From Renate Fruchter (founding director of Problem Based Learning Laboratory (PBL Lab), I have learned that brainstorming proceses may consist of two kinds of thinking processes: 

  1. Divergent thinking processes: where you explore and open up
  2. Convergent thinking processes: where you narrow down, focus, and make closure

Of course, I already knew this. But Renate just introduced this in a way that I found quite easy to relate to.

Renate Fruchter’s workshop at the “ICT and Innovative Learning Environments in Danish Universities” was another good reminder, that the value of brainstorming processes as a kick-off for idea generation and development of designs for teaching with ICTs should not be underestimated.

Renate made it appear quite unproblematic. She introduced two principles. The BBI principle involves thinking in terms of what is needed:

  • Bricks
  • Bits
  • Interaction

The D+C principle is about thinking in action (D= design and C= Collaboration).

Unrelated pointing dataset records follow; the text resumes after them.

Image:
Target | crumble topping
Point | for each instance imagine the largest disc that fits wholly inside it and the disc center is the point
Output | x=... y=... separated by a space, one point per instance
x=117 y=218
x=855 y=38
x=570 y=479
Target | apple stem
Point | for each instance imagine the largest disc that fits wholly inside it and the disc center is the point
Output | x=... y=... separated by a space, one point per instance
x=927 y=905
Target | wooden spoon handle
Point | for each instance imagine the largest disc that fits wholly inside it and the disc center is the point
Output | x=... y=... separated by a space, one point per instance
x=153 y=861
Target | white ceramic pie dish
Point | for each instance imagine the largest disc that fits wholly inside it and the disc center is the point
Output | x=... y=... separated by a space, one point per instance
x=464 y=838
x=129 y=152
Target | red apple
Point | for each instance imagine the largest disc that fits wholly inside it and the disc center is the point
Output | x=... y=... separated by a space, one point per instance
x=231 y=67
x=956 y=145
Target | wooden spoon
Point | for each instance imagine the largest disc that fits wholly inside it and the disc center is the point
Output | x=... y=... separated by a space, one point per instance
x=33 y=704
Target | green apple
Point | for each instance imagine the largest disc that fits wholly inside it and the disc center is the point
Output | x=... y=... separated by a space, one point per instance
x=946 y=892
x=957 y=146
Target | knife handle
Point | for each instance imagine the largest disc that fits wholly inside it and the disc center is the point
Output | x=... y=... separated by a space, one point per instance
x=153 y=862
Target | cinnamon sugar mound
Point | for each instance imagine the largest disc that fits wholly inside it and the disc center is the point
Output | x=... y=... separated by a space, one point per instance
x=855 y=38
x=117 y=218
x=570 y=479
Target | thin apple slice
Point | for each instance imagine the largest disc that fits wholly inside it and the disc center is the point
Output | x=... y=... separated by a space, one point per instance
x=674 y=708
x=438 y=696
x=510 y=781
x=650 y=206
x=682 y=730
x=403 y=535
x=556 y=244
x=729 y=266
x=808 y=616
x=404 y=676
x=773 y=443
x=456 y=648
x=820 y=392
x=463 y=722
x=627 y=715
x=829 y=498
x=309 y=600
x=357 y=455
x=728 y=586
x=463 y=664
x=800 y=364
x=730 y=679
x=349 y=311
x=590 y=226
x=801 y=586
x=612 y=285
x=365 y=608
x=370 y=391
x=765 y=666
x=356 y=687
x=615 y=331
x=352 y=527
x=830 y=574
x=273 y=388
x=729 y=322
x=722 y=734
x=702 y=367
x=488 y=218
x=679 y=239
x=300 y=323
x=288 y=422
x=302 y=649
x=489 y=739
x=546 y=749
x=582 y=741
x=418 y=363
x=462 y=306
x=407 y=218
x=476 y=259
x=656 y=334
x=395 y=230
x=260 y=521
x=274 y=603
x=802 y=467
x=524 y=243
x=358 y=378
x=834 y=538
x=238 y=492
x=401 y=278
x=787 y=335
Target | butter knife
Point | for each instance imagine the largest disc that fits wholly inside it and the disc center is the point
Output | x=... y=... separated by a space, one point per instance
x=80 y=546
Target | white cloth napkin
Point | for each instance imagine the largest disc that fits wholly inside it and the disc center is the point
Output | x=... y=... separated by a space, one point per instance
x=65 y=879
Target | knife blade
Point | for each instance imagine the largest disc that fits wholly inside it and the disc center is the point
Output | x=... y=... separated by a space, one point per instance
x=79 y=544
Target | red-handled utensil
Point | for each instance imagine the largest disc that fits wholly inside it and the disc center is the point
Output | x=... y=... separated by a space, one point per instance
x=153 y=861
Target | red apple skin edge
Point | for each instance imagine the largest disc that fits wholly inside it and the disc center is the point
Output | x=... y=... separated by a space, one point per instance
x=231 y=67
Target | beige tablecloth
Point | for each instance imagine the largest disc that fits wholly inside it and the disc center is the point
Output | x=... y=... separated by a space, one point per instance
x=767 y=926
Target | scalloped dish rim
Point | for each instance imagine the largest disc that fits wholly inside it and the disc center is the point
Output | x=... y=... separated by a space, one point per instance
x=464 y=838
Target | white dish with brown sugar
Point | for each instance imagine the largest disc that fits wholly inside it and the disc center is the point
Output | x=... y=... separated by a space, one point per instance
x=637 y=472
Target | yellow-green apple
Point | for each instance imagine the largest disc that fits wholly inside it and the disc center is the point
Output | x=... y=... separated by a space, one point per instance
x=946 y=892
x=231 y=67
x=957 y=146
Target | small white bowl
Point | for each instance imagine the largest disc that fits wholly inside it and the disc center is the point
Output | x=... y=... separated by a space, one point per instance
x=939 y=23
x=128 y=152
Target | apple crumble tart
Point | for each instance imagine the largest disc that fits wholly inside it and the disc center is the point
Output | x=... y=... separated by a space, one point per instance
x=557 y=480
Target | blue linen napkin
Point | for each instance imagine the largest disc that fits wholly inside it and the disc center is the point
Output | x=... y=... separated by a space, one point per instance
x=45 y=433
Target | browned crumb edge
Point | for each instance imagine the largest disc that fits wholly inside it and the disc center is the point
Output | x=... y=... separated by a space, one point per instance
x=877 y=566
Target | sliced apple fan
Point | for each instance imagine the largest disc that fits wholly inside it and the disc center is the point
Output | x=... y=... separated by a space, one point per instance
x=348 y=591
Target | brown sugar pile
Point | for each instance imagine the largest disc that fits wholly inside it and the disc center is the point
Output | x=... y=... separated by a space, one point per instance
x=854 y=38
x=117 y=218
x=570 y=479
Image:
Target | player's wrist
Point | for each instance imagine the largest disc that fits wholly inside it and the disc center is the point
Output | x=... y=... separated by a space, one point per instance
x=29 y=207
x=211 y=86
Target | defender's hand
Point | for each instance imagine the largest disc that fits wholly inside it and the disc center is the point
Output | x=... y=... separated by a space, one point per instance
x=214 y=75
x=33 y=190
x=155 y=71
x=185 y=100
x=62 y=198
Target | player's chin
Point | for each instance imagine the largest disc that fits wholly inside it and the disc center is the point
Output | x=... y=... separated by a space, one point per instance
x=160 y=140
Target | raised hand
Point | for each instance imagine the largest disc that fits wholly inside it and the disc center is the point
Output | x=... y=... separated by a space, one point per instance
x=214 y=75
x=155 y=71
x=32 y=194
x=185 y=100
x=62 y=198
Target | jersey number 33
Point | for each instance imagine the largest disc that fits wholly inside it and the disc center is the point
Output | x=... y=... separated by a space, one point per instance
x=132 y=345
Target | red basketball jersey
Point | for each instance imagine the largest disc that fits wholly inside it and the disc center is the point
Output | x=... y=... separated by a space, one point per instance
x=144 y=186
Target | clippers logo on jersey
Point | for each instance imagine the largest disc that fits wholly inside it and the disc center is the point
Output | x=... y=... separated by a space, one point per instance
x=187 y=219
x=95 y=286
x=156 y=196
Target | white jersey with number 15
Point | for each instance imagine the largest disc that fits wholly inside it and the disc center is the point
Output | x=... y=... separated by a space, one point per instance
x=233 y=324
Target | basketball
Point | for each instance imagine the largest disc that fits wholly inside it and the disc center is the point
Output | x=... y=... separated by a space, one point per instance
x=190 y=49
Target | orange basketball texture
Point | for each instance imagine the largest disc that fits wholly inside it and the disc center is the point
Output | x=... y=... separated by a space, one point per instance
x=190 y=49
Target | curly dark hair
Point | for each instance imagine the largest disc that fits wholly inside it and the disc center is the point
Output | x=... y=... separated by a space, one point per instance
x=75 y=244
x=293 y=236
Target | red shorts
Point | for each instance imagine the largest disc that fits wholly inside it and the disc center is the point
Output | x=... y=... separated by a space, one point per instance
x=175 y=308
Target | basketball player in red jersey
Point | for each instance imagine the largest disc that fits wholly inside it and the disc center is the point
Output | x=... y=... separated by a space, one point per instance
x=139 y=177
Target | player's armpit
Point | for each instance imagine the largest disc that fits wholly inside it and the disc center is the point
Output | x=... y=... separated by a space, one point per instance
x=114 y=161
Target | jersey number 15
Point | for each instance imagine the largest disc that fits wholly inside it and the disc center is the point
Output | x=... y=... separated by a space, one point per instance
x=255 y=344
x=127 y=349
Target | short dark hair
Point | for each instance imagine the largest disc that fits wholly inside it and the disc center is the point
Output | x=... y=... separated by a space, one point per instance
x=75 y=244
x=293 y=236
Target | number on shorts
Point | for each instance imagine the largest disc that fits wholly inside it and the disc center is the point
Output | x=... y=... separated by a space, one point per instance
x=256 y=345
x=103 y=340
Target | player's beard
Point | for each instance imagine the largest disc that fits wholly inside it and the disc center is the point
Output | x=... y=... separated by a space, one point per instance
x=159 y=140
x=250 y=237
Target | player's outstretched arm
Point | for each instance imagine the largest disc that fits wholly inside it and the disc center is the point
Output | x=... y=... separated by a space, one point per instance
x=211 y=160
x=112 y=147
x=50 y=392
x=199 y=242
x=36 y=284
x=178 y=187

With these principles and a focus on instructional/teaching design generation that emphasizes problem, process, product, people, project, Renate Fruchter presented these ingredients in the process:

  • experimental 
  • being mindful about the process
  • creating clarity from complexity
  • collaboration across boarders
  • showing and telling
  • focusing on human values
  • not having a bias towards action

Keeping this in mind, the next brainstorming process may not be that troublesome :-).